After looking through the Sql GDK, I found a method named Sql.withBatch() that performs batch manipulation of records in a database. See the following code for illustration:
[code]
Sql sql = Sql.newInstance("jdbc:sqlite:/home/ron/Desktop/test.db", "org.sqlite.JDBC")
sql.execute("create table dummyTable(number)")
Long startTime = System.currentTimeMillis()
100.times {
sql.execute("insert into dummyTable(number) values(${it})")
}
Long endTime = System.currentTimeMillis()
println "Time taken: " + ((endTime – startTime)/1000)
[/code]
The output of the above code comes out to be 14.313 seconds. That is to execute 100 insert statements with only a single attribute, it would take around 15 seconds. The time taken to insert records is dependent on the number of records being inserted and increases exponentially. Clearly a performance bottleneck in any application involving batch inserts and updates.
Let us consider the same code and the performance with the withBatch() closure.
[code]
Sql sql = Sql.newInstance("jdbc:sqlite:/home/ron/Desktop/test.db", "org.sqlite.JDBC")
sql.execute("create table dummyTable(number)")
Long startTime = System.currentTimeMillis()
sql.withBatch {stmt->
100.times {
stmt.addBatch("insert into dummyTable(number) values(${it})")
}
stmt.executeBatch()
}
Long endTime = System.currentTimeMillis()
println "Time taken: " + ((endTime – startTime)/1000)
[/code]
The time taken with the above code comes out to be 0.103 seconds!

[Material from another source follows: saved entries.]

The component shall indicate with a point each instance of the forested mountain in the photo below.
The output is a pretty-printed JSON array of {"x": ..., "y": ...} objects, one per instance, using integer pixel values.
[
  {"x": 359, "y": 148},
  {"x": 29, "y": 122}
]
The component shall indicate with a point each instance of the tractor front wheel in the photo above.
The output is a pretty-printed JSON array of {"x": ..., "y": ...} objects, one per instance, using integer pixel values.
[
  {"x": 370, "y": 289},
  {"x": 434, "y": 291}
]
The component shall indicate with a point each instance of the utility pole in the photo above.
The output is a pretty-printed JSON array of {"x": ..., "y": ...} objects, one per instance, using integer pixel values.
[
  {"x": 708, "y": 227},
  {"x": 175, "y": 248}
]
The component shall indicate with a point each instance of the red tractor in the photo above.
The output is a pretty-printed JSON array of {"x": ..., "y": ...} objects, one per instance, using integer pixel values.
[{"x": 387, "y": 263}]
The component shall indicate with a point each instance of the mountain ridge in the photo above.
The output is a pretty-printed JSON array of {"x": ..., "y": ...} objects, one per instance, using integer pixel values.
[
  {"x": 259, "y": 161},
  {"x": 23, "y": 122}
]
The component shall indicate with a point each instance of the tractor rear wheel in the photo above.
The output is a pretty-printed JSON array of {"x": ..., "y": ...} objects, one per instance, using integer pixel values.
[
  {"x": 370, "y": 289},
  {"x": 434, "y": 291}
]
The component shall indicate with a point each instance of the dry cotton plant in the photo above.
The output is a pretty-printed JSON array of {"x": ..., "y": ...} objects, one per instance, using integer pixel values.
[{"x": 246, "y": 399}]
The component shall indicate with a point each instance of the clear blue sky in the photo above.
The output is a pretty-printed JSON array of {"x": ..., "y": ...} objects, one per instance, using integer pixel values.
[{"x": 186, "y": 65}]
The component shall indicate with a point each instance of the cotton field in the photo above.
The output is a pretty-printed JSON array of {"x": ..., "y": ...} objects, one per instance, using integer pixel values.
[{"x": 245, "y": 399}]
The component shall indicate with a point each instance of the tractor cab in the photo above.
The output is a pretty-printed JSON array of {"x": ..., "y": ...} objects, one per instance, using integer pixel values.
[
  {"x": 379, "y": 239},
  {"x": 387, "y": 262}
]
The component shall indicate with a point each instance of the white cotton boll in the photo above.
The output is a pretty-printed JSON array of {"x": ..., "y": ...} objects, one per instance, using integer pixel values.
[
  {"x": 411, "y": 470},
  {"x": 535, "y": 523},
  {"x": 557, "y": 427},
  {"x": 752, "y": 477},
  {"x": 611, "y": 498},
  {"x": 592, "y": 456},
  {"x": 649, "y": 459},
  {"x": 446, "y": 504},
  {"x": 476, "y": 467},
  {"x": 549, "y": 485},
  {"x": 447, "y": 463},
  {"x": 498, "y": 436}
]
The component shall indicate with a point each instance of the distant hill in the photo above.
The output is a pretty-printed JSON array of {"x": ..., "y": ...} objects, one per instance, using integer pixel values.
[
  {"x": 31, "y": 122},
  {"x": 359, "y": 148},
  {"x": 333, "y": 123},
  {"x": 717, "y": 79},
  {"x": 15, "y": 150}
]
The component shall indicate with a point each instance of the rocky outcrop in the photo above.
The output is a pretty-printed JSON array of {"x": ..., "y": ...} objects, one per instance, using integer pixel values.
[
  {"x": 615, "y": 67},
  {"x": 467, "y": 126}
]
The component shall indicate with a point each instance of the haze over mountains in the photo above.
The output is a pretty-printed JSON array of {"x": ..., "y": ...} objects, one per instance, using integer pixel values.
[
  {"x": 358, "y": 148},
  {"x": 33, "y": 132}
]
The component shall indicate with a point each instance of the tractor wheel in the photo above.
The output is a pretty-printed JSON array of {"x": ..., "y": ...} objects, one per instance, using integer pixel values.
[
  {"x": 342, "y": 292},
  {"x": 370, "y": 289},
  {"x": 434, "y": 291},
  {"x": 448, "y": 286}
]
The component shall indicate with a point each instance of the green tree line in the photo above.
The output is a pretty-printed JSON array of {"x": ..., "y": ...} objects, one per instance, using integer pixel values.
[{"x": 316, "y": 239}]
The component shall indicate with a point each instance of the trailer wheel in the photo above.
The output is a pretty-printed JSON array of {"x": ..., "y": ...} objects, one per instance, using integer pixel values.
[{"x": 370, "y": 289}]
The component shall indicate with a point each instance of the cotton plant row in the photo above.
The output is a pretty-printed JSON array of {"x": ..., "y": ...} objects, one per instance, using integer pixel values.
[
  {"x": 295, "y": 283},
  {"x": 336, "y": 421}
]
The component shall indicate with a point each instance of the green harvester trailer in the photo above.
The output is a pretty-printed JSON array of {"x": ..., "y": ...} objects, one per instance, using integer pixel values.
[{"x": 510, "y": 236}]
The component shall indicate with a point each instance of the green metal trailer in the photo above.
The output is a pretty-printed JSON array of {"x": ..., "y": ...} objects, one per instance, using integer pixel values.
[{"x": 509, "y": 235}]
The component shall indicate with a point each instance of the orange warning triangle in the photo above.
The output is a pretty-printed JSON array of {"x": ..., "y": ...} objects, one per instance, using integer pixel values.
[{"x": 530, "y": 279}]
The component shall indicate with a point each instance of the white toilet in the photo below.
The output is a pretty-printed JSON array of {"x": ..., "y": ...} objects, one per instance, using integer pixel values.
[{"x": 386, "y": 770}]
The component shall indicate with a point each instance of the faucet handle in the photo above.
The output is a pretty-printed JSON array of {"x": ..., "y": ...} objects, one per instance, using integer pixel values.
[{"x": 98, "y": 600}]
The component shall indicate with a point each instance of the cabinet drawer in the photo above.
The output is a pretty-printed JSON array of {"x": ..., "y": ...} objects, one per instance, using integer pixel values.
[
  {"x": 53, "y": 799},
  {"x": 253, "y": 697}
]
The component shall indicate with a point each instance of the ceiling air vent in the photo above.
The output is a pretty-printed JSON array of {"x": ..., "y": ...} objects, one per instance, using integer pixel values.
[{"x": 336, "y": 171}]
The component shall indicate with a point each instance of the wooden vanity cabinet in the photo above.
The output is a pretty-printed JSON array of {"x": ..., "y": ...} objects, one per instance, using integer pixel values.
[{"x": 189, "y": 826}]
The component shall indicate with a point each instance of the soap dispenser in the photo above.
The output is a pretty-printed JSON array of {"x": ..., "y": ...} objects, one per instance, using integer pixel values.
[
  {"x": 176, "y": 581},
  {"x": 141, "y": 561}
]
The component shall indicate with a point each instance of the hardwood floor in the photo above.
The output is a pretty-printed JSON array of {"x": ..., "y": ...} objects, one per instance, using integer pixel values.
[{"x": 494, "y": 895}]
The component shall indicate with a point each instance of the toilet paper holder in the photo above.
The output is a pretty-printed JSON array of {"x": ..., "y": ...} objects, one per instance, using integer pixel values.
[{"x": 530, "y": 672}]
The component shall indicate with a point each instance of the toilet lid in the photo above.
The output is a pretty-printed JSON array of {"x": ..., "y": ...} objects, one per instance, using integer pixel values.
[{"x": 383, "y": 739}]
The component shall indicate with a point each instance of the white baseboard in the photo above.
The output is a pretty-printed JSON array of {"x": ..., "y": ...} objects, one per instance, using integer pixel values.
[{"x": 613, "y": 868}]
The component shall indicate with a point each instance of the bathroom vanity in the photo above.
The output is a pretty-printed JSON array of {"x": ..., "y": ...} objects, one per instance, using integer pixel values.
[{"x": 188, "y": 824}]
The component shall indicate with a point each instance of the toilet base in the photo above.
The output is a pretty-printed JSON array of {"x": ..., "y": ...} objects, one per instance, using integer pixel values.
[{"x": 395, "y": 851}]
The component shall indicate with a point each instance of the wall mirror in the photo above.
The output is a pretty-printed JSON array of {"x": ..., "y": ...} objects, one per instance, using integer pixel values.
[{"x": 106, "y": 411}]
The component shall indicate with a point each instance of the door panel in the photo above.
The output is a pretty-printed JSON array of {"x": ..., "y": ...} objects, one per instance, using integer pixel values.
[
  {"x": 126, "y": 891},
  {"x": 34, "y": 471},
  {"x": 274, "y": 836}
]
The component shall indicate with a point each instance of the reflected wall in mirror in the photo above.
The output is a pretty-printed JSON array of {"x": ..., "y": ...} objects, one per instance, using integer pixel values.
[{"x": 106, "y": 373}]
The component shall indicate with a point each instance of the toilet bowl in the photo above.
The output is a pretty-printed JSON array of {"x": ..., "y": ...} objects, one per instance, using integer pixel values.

A remarkable performance improvement over the conventional method of inserting records using the execute() method.
The only drawback with using the withBatch() closure is that it does not allow prepared statements to be added to the batch. This limits the use of batch statements as we have to manually create insert or update statements.
Thanks a lot!
Save tens of seconds for my application performance!